ILS Law College, Pune.



[1] Smritis are also referred to as ‘institutes’ or ‘codes’.

[2] Smritiskars claim themselves to be the exponents of the divine precepts enshrined in the Shrutis.

[3] Shrutis consists of four Vedas: Rugveda, Yajurveda, Samveda, Atharvaveda and each one is divided into three parts i.e. Sanhita which means praise of god, Brahmana meaning duties and means of performing duties and at last, Upanishad which means rationale behind those duties.

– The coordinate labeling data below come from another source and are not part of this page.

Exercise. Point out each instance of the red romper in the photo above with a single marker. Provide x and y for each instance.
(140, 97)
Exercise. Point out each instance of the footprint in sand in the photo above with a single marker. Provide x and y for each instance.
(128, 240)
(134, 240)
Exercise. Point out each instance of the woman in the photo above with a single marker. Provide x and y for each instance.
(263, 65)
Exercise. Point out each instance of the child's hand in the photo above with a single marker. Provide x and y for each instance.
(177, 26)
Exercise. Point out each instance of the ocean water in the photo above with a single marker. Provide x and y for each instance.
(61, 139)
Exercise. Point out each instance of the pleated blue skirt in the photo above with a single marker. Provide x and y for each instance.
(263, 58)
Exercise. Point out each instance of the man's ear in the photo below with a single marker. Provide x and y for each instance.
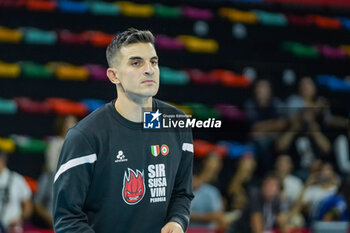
(112, 75)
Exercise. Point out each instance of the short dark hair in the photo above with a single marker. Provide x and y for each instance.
(130, 36)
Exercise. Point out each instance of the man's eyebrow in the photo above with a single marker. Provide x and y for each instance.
(140, 58)
(135, 58)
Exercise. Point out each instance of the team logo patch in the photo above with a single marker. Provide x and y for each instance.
(164, 149)
(133, 186)
(155, 150)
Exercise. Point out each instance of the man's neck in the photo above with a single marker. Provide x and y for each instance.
(131, 109)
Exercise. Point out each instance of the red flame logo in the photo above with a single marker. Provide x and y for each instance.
(133, 186)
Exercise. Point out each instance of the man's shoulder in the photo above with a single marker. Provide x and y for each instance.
(94, 121)
(167, 108)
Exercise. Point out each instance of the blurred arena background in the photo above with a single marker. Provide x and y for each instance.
(276, 72)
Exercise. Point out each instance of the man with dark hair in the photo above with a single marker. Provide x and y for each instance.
(15, 195)
(115, 176)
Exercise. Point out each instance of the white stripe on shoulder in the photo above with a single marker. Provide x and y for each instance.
(75, 162)
(187, 147)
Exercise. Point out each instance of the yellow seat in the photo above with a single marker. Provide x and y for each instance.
(136, 10)
(7, 145)
(195, 44)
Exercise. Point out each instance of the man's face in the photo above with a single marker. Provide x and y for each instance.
(137, 70)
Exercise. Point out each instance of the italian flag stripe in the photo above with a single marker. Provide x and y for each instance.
(155, 150)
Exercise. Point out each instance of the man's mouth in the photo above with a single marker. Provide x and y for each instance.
(133, 198)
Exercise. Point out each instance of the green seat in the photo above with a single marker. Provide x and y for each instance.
(35, 70)
(274, 19)
(37, 36)
(171, 76)
(7, 106)
(104, 8)
(167, 11)
(300, 50)
(28, 145)
(203, 112)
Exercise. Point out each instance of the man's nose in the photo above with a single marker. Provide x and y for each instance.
(149, 70)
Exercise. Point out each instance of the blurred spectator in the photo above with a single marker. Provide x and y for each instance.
(292, 185)
(307, 99)
(321, 183)
(264, 210)
(206, 207)
(241, 183)
(264, 114)
(212, 166)
(342, 152)
(15, 195)
(304, 139)
(43, 198)
(336, 206)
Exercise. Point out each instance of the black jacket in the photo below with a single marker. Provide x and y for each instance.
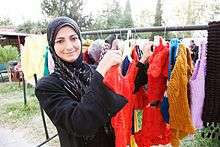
(84, 123)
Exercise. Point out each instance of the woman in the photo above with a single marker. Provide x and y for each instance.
(74, 96)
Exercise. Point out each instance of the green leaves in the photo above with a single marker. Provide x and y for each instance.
(8, 53)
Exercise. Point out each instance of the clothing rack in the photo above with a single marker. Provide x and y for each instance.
(148, 29)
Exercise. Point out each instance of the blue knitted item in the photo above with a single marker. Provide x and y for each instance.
(164, 109)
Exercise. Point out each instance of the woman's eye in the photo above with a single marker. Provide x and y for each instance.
(59, 41)
(74, 38)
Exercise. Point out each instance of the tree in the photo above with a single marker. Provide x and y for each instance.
(33, 27)
(5, 22)
(70, 8)
(113, 15)
(127, 21)
(158, 19)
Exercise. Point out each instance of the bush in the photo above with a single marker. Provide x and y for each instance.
(8, 53)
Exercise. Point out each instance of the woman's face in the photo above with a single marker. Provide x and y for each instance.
(67, 44)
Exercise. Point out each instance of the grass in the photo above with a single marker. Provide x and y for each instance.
(18, 113)
(13, 112)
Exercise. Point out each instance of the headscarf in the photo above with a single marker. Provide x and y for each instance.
(95, 49)
(77, 75)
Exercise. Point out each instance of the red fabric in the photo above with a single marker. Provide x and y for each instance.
(123, 85)
(154, 130)
(140, 100)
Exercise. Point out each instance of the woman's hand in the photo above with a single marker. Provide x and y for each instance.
(146, 52)
(111, 58)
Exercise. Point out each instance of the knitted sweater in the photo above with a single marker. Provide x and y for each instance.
(197, 86)
(180, 117)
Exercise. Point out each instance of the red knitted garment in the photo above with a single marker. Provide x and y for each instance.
(154, 130)
(123, 85)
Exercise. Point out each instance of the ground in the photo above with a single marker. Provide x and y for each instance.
(22, 125)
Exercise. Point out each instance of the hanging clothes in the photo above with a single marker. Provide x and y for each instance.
(51, 64)
(197, 86)
(211, 109)
(123, 85)
(177, 90)
(32, 59)
(174, 45)
(154, 130)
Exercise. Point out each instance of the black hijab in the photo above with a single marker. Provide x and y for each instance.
(76, 75)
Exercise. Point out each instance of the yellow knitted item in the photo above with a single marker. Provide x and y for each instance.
(177, 90)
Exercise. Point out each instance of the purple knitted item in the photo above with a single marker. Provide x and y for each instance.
(197, 86)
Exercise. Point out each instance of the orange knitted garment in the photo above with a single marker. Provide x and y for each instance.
(177, 90)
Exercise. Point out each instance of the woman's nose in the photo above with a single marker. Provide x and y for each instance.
(69, 45)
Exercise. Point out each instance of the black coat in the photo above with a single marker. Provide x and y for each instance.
(84, 123)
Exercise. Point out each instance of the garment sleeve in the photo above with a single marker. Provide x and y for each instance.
(141, 78)
(96, 107)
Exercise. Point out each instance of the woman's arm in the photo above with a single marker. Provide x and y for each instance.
(97, 105)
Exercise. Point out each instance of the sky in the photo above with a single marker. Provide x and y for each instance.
(20, 11)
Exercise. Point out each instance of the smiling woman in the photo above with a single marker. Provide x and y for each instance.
(74, 96)
(67, 44)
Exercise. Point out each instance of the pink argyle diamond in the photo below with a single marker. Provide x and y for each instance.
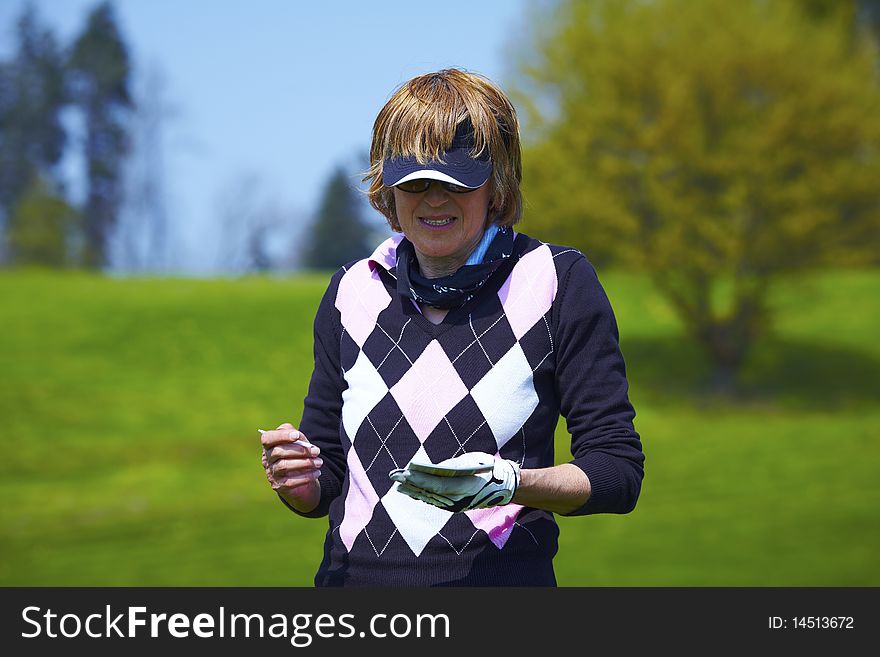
(428, 391)
(359, 502)
(528, 292)
(360, 299)
(497, 521)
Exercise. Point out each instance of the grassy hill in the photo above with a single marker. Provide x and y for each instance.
(130, 454)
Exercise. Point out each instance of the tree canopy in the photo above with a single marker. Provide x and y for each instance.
(714, 145)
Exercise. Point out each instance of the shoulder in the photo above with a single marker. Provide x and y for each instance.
(563, 261)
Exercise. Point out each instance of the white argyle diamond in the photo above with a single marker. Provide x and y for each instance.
(506, 395)
(365, 389)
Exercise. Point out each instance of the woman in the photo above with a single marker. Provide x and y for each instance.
(458, 342)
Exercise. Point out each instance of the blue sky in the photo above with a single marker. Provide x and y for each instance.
(282, 91)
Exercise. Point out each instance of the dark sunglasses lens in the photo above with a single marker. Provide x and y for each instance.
(420, 185)
(415, 186)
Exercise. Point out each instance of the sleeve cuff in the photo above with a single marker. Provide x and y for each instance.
(330, 490)
(606, 485)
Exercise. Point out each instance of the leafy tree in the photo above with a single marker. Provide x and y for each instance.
(44, 228)
(339, 234)
(32, 97)
(100, 77)
(714, 145)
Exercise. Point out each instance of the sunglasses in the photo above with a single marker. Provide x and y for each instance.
(420, 185)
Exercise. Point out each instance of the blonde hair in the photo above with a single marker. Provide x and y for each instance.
(420, 120)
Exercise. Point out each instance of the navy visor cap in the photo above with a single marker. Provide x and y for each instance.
(456, 165)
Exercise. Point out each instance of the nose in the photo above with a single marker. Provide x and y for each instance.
(435, 195)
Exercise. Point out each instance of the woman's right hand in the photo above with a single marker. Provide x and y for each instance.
(292, 466)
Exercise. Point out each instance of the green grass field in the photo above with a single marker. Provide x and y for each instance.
(130, 452)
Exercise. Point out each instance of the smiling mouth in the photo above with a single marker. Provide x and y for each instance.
(437, 221)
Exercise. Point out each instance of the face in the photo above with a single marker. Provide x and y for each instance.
(443, 224)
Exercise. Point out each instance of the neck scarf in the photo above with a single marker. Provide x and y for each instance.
(456, 289)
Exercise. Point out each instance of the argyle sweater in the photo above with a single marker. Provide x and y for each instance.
(388, 386)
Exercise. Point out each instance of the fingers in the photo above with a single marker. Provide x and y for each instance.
(270, 439)
(294, 481)
(285, 466)
(288, 451)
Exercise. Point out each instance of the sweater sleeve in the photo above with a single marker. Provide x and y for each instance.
(593, 393)
(322, 408)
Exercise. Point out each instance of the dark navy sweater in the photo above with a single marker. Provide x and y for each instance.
(539, 339)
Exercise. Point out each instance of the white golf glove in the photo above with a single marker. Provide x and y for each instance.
(466, 491)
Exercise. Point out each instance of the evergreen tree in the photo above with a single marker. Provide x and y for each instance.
(32, 96)
(339, 234)
(100, 73)
(44, 229)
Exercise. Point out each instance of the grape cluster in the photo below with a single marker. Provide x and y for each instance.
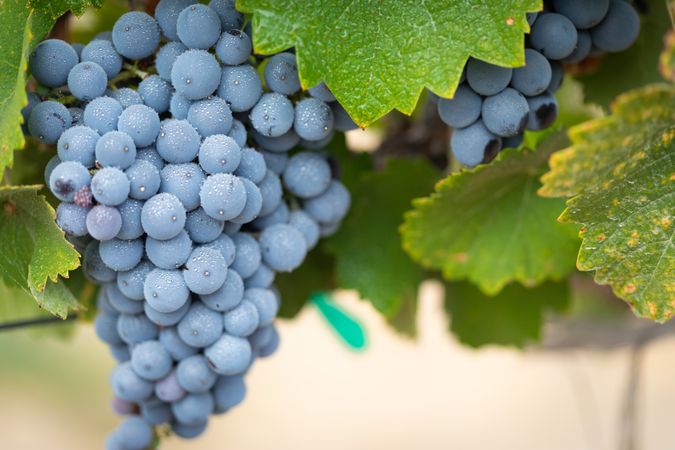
(183, 194)
(493, 105)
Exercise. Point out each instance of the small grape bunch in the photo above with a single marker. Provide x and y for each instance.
(186, 186)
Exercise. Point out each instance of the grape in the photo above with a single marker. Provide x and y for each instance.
(619, 29)
(141, 123)
(313, 119)
(78, 144)
(48, 120)
(229, 355)
(51, 61)
(247, 257)
(115, 149)
(535, 77)
(166, 56)
(198, 26)
(273, 115)
(240, 87)
(234, 47)
(332, 205)
(183, 181)
(553, 35)
(178, 142)
(462, 109)
(102, 114)
(121, 255)
(307, 175)
(68, 178)
(583, 13)
(211, 116)
(110, 186)
(156, 93)
(485, 78)
(205, 271)
(251, 165)
(165, 290)
(543, 111)
(201, 326)
(506, 113)
(144, 179)
(471, 144)
(167, 12)
(228, 296)
(194, 375)
(195, 74)
(223, 196)
(203, 228)
(219, 154)
(103, 53)
(281, 74)
(135, 35)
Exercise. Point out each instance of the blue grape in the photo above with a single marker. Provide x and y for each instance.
(170, 253)
(201, 326)
(68, 178)
(240, 87)
(156, 93)
(223, 196)
(195, 74)
(103, 53)
(110, 186)
(203, 228)
(332, 205)
(485, 78)
(115, 149)
(121, 255)
(273, 115)
(619, 29)
(198, 26)
(281, 74)
(102, 114)
(163, 216)
(144, 179)
(165, 290)
(553, 35)
(141, 123)
(48, 120)
(313, 119)
(228, 296)
(462, 109)
(178, 141)
(210, 116)
(135, 35)
(194, 375)
(472, 144)
(78, 144)
(505, 114)
(229, 355)
(219, 154)
(166, 56)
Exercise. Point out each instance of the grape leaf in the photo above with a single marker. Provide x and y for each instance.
(513, 317)
(33, 249)
(489, 226)
(627, 203)
(368, 250)
(379, 55)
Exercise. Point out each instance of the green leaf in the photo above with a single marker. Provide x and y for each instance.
(514, 317)
(623, 170)
(377, 55)
(368, 247)
(488, 225)
(33, 249)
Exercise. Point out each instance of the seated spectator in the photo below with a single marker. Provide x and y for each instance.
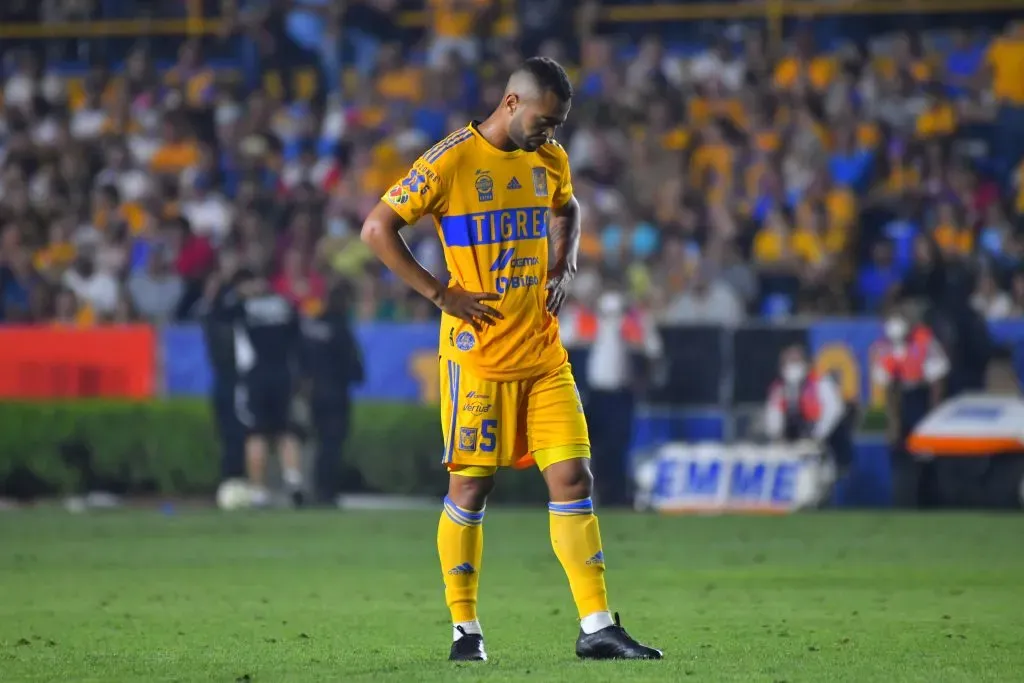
(954, 239)
(879, 278)
(938, 120)
(69, 311)
(1017, 293)
(157, 291)
(988, 299)
(298, 283)
(708, 300)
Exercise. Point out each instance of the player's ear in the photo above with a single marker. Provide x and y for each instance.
(511, 102)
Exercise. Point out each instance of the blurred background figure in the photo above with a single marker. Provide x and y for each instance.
(804, 404)
(333, 365)
(750, 180)
(625, 350)
(266, 354)
(910, 365)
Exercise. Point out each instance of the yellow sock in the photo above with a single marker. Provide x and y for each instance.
(577, 540)
(460, 545)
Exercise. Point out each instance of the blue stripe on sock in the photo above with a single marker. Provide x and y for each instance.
(454, 394)
(462, 516)
(584, 507)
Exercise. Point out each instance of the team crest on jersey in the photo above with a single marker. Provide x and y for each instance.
(484, 186)
(540, 181)
(397, 196)
(467, 438)
(465, 341)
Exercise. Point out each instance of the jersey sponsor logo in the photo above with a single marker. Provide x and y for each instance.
(476, 408)
(415, 180)
(465, 341)
(436, 152)
(515, 282)
(484, 186)
(540, 181)
(467, 438)
(505, 259)
(397, 196)
(491, 227)
(426, 171)
(268, 309)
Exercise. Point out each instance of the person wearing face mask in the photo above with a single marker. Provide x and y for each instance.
(911, 365)
(804, 404)
(616, 334)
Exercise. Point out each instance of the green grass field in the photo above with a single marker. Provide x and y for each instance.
(329, 596)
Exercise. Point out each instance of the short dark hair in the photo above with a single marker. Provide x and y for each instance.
(549, 76)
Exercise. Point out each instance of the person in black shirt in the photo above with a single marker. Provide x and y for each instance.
(218, 334)
(266, 354)
(333, 364)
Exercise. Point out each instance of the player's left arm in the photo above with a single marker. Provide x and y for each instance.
(564, 233)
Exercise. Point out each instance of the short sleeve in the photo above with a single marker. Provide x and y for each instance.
(936, 363)
(421, 191)
(992, 54)
(563, 193)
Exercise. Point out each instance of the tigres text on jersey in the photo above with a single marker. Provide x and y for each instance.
(492, 211)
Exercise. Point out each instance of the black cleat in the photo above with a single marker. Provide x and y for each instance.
(468, 648)
(612, 643)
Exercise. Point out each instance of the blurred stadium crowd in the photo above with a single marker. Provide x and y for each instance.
(721, 178)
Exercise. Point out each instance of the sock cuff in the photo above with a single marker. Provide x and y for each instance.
(571, 508)
(462, 516)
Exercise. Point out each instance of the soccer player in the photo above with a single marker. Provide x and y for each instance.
(496, 190)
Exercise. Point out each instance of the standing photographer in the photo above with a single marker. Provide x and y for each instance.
(266, 352)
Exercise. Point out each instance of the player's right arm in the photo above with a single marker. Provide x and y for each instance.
(420, 193)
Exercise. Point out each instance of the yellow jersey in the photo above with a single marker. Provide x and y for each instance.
(492, 210)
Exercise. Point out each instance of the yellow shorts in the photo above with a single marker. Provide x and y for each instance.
(488, 424)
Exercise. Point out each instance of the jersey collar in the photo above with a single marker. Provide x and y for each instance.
(489, 147)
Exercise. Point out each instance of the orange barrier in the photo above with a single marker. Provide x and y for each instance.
(65, 363)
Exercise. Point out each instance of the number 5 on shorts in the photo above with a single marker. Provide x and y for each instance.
(488, 438)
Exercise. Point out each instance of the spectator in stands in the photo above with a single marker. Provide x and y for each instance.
(911, 365)
(157, 291)
(879, 278)
(97, 290)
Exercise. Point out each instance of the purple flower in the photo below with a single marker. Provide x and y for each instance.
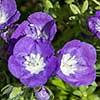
(42, 94)
(77, 61)
(8, 14)
(94, 24)
(38, 26)
(32, 61)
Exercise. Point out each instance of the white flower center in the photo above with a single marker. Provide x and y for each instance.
(34, 63)
(98, 25)
(3, 17)
(38, 34)
(68, 64)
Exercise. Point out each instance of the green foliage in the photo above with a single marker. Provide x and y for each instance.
(71, 19)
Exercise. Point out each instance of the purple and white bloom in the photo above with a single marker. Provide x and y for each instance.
(38, 26)
(8, 14)
(94, 24)
(77, 61)
(42, 94)
(32, 61)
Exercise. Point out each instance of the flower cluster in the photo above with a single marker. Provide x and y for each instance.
(33, 59)
(94, 24)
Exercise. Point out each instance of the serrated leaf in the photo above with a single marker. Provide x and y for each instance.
(15, 92)
(77, 92)
(85, 6)
(74, 9)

[4] Yajnyavalkya is one of the 32 Smritis in Hindu Law. Padma Puran, written by Maharishi Vyas, mentions 36 Smritis- 18 Major Smritis and 18 Minor Smritis. Each Smriti is named after its author. Manu, Atri, Vishnu, Harita, Yajnyavalkya, Angira, Yama, Apasthamba, Samvrata, Katyayan, Brihaspati, Parashara, Vyasa, Sankha, Likhita, Daksha, Gotama, Satapata, Vashishtha are the 18 major Smritis.

[5] Sunil Kumar and Anr. v. Ram Prakash and Ors., (1988) 2 SCC 77.

[6] State of Maharashtra v Narayanrao Shamrao Deshmukh and Ors., (1985) 2 SCC 32.

[7] Controller of Estate Duty v. Alladi Kuppuswamy, (1977) 3 SCC 385.

It is settled proposition of Mitakshara law that without partition, nor joint partition nor specific property can be disrupted by any alienation of coparcener. In Benaras School, there is a prohibition on the sale of property without the consent of other coparceners.

[8] S. 23 of Hindu Succession (Amendment) Act, 2005.

[9] Prakash v. Phulvati, Civil Appeal No. 7217 of 2013.

[10] Vineeta Sharma v. Rakesh Sharma and Ors., Diary No. 32601 of 2018.

[11] Savita Samvedi (Ms) and Anr. v. Union of India and Ors., 1996 (2) SCC 380, para 50.

[12] Supra at 5.

[13] S. Sai Reddy v. S. Narayana Reddy and Ors, (1991) 3 SCC 647.